Chris Beltran got out of his comfort zone to change things up for his aunt, his hero, who passed away 13 years ago.

So we've been doing this race for a very long time, so I wanted to go all out for the last year before I go off to college, so I decided a wrestling singlet, said Beltran.

I was just diagnosed with breast cancer in February, going through treatment right now, said Christy Myers.

Myers had all of her friends and family there to support her so they could do this together.

I just hope that we can find a cure, and that we can put an end to this because this sucks, said Myers. I'm doing well. I have a lot of friends and family, a lot of support.

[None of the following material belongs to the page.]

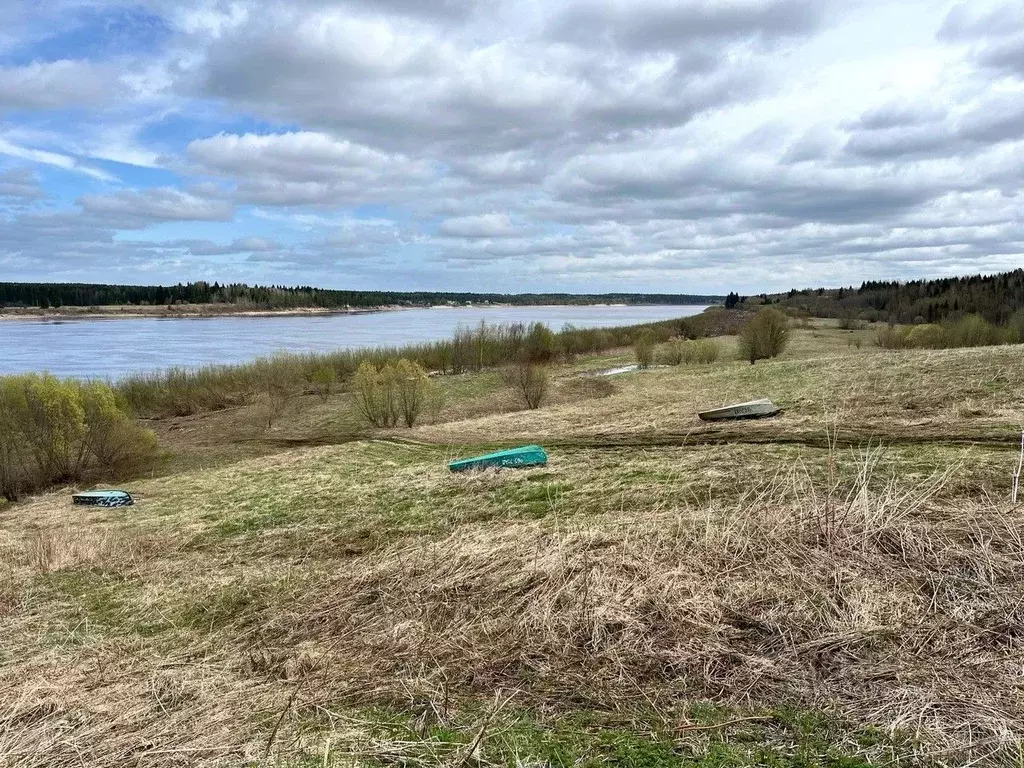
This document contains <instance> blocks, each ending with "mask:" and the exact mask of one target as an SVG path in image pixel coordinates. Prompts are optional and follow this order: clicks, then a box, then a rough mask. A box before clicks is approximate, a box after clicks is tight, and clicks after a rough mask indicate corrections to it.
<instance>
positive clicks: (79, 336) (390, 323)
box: [0, 306, 705, 379]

It's been good. .

One woman that has fought hard is Gayle Towery, one of the many survivors.

Last year I was in the middle of chemotherapy, I couldn't walk, I had to be pushed in a wheelchair the whole time, and my goal this year was to not be in the wheelchair and I made it, said Towery.

What started out as a rainy day, finished with a bright forecast for the future.

I just feel wonderful. I think it's just great. I just feel really good, getting hair back, said Towery.

In 14 years, Komen Boise has granted over $4.1 million to medical providers in our area. That money is dedicated to breast cancer awareness, education, screening, support and treatment in Idaho.